Buddy's distractive almost got him and Felix caught by a human but by using a cute eye trick, (which Buddy tried on Felix early in the film) causes the human to leave.

== Cast ==

- Nick Frost as Buddy/StarDog
- Luke Evans as Felix/TurboCat
- Gemma Arterton as Cassidy
- Bill Nighy as Sinclair
- Ben Bailey Smith as Bullion
- Charli D'Amelio as Tinker (US, Viva Pictures)
- Rachael Louise Miller as Tinker (UK/International)
- Cory English as Peck
- Morgan Cambs as Alex
- Ben Smith as David
- Dan Russell as Victor
- Robert G. Slade as Todd

== Production ==
The film's animation was done by Sheffield-based animation studio Red Star 3D in its first animated feature film. Prior to animating StarDog, Red Star was known for making animations for theme parks.

== Release ==
StarDog and TurboCat was released theatrically in the United Kingdom on 6 December 2019. After being acquired by Viva Kids, the film was released in theaters in the US on 21 May 2020.

== Reception ==
=== Box office ===
StarDog and TurboCat grossed $48,547 in its opening weekend in the United Kingdom, eventually earning $195,844 in total. In the United States, the film grossed $80,490. Internationally, the film earned $504,953, bringing its worldwide total to $585,443.

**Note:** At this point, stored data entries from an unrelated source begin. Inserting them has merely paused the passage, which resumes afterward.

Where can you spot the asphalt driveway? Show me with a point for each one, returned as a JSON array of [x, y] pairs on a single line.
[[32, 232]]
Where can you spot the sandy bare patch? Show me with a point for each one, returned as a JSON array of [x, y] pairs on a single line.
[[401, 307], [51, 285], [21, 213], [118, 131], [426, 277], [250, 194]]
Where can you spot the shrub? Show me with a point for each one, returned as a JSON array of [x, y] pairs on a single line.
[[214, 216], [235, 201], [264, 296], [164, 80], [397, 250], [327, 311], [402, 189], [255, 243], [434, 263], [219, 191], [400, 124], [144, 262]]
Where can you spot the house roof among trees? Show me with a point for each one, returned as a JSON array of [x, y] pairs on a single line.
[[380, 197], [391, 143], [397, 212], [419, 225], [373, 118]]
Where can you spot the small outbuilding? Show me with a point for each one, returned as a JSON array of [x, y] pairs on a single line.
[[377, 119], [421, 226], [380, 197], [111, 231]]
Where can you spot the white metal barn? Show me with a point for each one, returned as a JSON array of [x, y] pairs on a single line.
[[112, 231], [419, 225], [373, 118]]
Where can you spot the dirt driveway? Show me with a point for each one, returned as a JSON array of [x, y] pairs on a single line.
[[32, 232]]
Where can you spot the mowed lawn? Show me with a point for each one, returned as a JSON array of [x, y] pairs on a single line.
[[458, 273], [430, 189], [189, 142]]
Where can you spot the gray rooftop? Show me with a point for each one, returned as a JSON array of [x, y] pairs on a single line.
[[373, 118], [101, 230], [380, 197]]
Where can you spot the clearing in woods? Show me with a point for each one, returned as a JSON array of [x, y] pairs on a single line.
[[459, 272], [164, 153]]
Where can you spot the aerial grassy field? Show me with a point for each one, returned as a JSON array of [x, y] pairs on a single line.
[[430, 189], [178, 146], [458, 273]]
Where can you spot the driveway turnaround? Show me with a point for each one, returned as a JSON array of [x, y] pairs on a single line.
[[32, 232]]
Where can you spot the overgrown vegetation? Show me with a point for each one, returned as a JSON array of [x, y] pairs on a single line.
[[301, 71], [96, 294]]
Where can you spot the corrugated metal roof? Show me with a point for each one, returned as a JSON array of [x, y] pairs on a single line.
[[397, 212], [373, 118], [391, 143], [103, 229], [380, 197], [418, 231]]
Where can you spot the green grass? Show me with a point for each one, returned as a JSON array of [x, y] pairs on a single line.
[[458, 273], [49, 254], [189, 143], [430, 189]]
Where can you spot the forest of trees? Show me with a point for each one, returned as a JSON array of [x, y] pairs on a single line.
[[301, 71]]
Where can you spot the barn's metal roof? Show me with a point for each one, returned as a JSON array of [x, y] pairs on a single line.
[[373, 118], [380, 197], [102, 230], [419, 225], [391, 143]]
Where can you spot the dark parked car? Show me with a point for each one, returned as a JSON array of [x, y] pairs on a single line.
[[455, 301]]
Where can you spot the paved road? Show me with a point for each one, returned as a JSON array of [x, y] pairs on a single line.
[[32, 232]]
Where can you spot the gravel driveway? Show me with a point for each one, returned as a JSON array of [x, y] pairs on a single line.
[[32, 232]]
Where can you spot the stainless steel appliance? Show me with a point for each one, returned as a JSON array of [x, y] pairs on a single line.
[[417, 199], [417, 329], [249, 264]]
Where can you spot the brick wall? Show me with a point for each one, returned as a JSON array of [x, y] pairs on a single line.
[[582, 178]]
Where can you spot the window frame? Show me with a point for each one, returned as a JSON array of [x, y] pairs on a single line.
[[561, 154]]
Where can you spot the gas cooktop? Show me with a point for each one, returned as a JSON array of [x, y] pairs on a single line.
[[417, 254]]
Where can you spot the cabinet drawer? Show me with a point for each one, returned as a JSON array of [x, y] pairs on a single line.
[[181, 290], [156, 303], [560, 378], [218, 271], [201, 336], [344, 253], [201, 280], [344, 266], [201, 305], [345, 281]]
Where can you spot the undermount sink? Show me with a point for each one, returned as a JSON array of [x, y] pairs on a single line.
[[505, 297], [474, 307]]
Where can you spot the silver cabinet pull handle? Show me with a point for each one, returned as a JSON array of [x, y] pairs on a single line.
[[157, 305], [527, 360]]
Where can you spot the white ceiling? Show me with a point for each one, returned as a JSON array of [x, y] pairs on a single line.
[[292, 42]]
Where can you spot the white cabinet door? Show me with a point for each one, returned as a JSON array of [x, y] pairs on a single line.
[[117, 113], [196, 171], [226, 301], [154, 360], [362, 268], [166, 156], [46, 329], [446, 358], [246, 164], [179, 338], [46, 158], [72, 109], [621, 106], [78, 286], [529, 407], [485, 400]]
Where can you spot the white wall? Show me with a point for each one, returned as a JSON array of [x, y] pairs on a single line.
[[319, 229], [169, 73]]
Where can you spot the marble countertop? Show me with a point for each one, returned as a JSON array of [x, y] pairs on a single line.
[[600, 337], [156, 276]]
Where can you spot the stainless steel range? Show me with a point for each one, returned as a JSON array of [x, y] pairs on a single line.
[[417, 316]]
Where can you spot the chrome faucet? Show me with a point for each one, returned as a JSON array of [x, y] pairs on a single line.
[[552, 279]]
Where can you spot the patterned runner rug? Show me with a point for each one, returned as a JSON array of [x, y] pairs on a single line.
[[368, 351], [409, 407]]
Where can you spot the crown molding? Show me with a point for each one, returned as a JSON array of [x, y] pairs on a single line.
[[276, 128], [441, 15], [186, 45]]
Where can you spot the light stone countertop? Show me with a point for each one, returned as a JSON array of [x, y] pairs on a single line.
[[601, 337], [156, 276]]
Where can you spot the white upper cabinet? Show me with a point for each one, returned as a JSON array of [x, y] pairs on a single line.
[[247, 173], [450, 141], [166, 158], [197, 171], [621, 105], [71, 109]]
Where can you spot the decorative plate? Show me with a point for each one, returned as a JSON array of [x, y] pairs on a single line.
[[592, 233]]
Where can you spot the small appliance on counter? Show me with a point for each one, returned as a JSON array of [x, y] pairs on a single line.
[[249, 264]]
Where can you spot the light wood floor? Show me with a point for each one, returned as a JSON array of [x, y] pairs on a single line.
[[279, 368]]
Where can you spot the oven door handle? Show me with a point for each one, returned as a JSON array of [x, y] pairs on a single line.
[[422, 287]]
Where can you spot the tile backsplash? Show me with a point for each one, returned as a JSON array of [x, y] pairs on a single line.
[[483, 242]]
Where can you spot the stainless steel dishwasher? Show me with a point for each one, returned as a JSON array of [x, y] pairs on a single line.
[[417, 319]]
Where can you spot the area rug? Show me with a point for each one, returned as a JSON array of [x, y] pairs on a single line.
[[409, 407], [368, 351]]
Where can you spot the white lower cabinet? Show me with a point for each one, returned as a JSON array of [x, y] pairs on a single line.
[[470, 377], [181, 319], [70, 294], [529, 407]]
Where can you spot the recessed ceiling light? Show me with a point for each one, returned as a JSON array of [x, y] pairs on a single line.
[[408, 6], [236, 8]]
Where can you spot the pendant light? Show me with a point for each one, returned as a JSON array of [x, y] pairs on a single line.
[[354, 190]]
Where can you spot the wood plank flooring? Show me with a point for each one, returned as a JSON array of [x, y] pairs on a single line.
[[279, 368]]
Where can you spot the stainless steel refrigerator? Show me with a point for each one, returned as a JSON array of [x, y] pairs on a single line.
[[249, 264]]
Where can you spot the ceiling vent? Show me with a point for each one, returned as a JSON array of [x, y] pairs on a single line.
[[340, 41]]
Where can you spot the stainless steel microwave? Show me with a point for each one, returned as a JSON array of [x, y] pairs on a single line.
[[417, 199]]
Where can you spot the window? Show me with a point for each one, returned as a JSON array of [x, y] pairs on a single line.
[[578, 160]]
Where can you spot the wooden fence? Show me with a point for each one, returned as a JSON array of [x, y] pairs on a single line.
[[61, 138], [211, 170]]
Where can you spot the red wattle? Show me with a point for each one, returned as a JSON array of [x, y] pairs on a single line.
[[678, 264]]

=== Critical reception ===
Upon release, StarDog and TurboCat received mixed reviews. On review aggregation website Rotten Tomatoes, StarDog and TurboCat, the film received rating based on reviews, with an average rating of . Film Threats Alan Ng gave the film a rating of seven out of ten, remarking that the animation was "pretty good" and writing, "Though there's not a lot for us adults, the kids will love StarDog and TurboCats endearing characters and goofy fun." Eddie Harrison from The List gave the film a three out of five rating, referring to the character design and backdrop as "fairly basic", and writing, "The world-building isn't as sophisticated as it should be, yet the delivery is smart enough...For Red Star 3D, it's a decent first crack at creating a fresh brand of animation." Harrison also lauded Evans's performance as Felix, writing that he was the "break-out character" and had a "laconic edge". Starbursts Jacob Walker gave the film five out of ten stars, opining that the animation was "chunky and colourful, which will keep [the viewer] invested" and that the story was "fun and sweet". However, Walker also wrote, "The movie could certainly be more focused...The jokes generally aren't funny enough to keep the majority of adults entertained."

Kevin Maher of The Times gave the film two out of five stars, calling it "tiresome stuff". Maher praised the film's animation but criticized the characters, narrative, and American setting, also noting a lack of character development. Writing for The Guardian, Cath Clarke also gave the film two out of five stars and called it "daft" but "likable enough", lauding the voice cast as "smashing" and writing, "From time to time this is reasonably entertaining...Otherwise, the action is relentless and laboured with the odd pause for a sentimental lesson or moment of personal growth. StarDog may work its slight charms on young children, but older kids will feel they've seen smarter, funnier and cleverer before."